The model of the Egyptian economy is that of a patrimonial household (Lehner 2000). The state was the ‘‘Great House.’’ This is the term Pharaoh, pr - ap, that came to be used for the king personally. It was distinct from the King’s House as the royal palace itself. The temple of a god was similarly his ‘‘House’’ (Haring 1997), while in the Old Kingdom the property organization of the great man was his House of Dt, a term of uncertain etymology: ‘‘House of Personaity’’ or ‘‘House of Eternity.’’
The larger the house, the more economically complex. The tombs of the Old Kingdom show self-sufficient economic units, employing a full range of personnel: craftsmen, herdsmen, fishermen, and fowlers/poultry-men as well as ordinary farmers. Temple endowments include people to carry out all the necessary tasks for a selfsufficient economy, until, at the extreme, the House of Amun in the Twentieth Dynasty was effectively a state itself. In each case the agricultural holdings, and the farmers who worked them, funded the non-farming activities.
At the lowest level the basic unit of consumption was the unit of residence - the nuclear family - although a rather larger family might work as a unit. The Middle Kingdom letters of Hekanakhte show him as authoritative head of a family, including adult married sons. They farmed as a single economic unit, but Hekanakhte assigned separate grain rations to each individual to consume with his family. An extreme example is then seen in an estate granted to the naval officer Neshi in the reign of Ahmose, which was the subject of legal dispute as late as the reign of Ramesses II over the rights of ‘‘the children of Neshi’’ to shares (Gaballa 1977). This land had continued to be worked as a unit under control of a single representative manager, an arrangement that had advantages where the heirs included women or functionaries not working the land personally, but such arrangements naturally broke down over time. Property was normally divided equally among all the children, male and female. The exception was property derived from a funerary or religious endowment which carried a requirement to perform ritual service and passed to the eldest son, ‘‘son to son, heir to heir’’ in perpetuity. The eldest son was the primary heir to the father in all ritual and social respects, including succession to office.
Women worked within a household, where domestic production - particularly weaving - could provide personal as well as joint family income through small-scale markets (Eyre 1998). Matrimonial property was jointly held and divisible at the end of marriage, when women retained rights to their dowries and their income in marriage. There were, however, no significant employment opportunities for women in the wider economy, and for most women there was no real resource beyond the family household. The widow and divorced woman are characteristic objects of charity.
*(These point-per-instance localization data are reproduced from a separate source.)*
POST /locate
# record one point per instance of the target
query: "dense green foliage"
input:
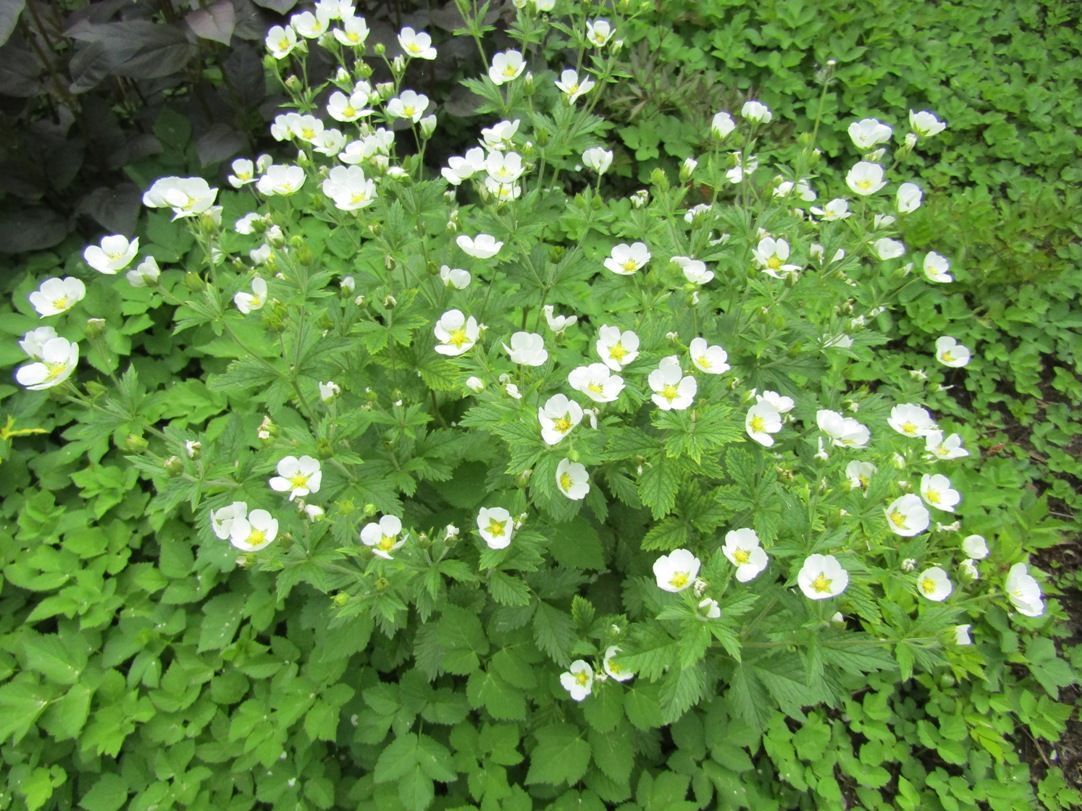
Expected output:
(142, 667)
Conversely there was no economically practical role for the unmarried man, who could not exist without the domestic provision of the nuclear family household (Eyre 2007).
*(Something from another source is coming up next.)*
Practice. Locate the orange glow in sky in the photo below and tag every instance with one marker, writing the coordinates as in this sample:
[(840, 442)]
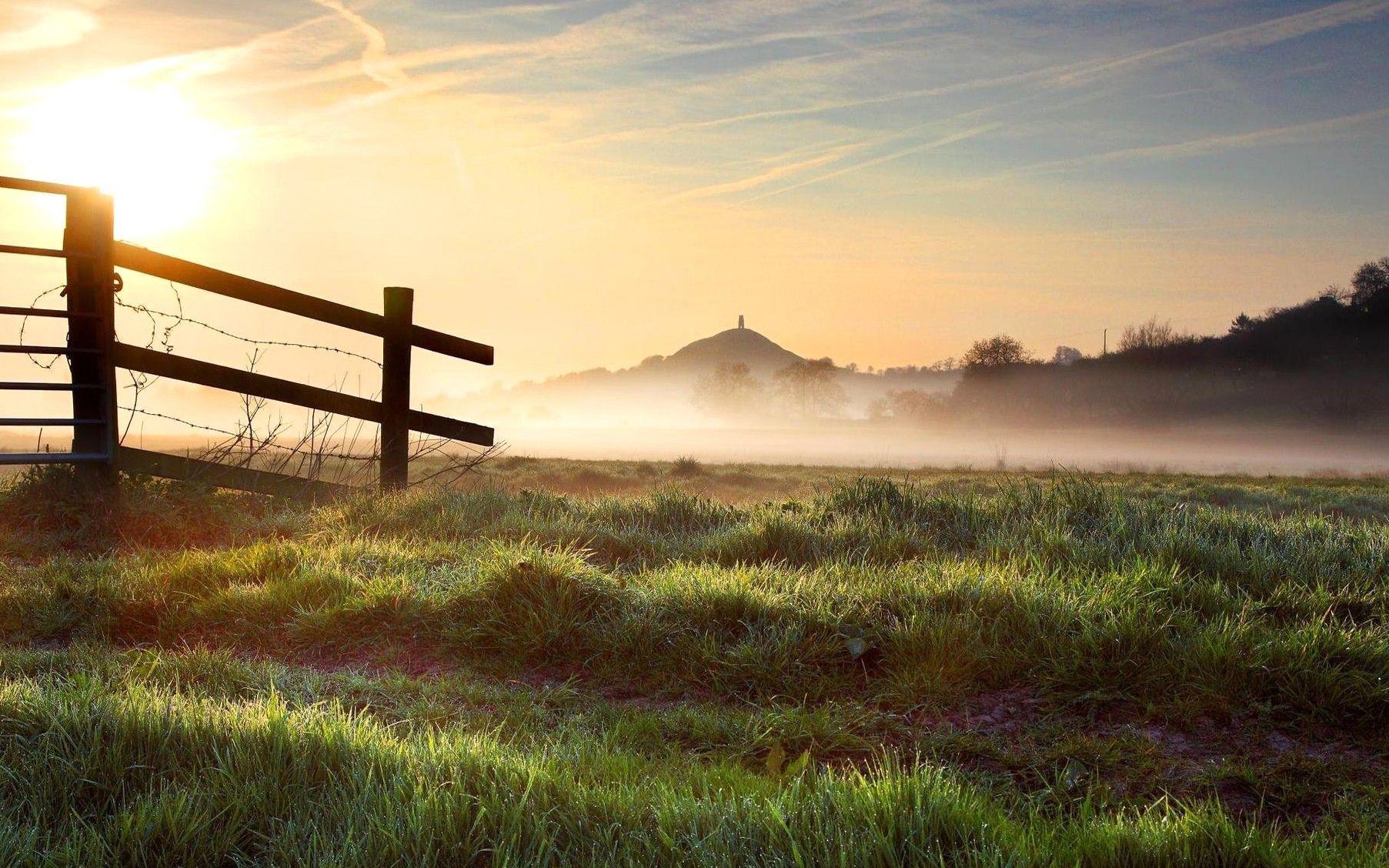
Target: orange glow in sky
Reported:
[(148, 146)]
The model of the economy as a ‘‘house’’ poses problems in respect of the degree of impersonalization in the economy. True wealth lay in people and their productive capacity, while patronage and reciprocity lay at the heart of the practical functioning of the system. The ideology of hierarchy remained personal at all periods; officials expected to be praised publicly for specific tasks and rewarded by ‘‘the gold of praise’’ at the king’s hands. The highest officials of state were in direct contact with the king, and their subordinate officials were few in number. The state granaries dealt primarily in the grain in which land revenues were denominated, although other crops must have been collected. However, the extent and location of state facilities - in provincial centers or the capital - is not documented, and there is no hard evidence for the extent to which the state, or any other institution, built up effective grain reserves to mitigate famine. The Treasury - the ‘‘House of Silver’’ - seems to have dealt with all commodities other than grain. The High Steward seems to have managed palace resources. However the overlap between these administrations is rarely clear, and varied from period to period. The House of Gold and Overseers of Treasure managed the most valuable materials separately - gold, silver, precious stones - for production of luxury objects for palace and temple, and stood outside the core revenue institutions. In practice the state enforced its demands as best it could on local hierarchies and individual communities, not having the size or administrative structures to tax individuals effectively from the center. It is a cliche, but one that needs to be treated seriously, that government in Egypt has never fully controlled economic or social life in the villages.
Delegation, in practice, often meant the assignment of land or protected right to revenue as a source of income, avoiding the direct payment of wages to functionaries. Priests controlled and received direct shares from the income of the cult. Specific priestly functions were endowed with plots of land and rights to the income of specific endowments: so many days of the offerings or particular cuts from each sacrificial animal. When endowing his mortuary cult, the Middle Kingdom nomarch Djefaihap was careful to distinguish the property of his father’s house from that of the house of the nomarch - the property of his office - in setting up the endowment of his mortuary cult. The early Eighteenth Dynasty inscription of Ahmose, son of Abana, records that holdings of 5 arouras in their home towns were assigned to sailors taking part in the wars against the Hyksos, and the endowment of the military and minor function in this way seems normal for the period. In contrast, wage payments were characteristic for expeditionary workforces, paid in daily bread and beer rations, or to workforces separated from the fields and agricultural labor: to craftsmen, or those working in directly in the household of the employer, where direct provision of food was appropriate or necessary.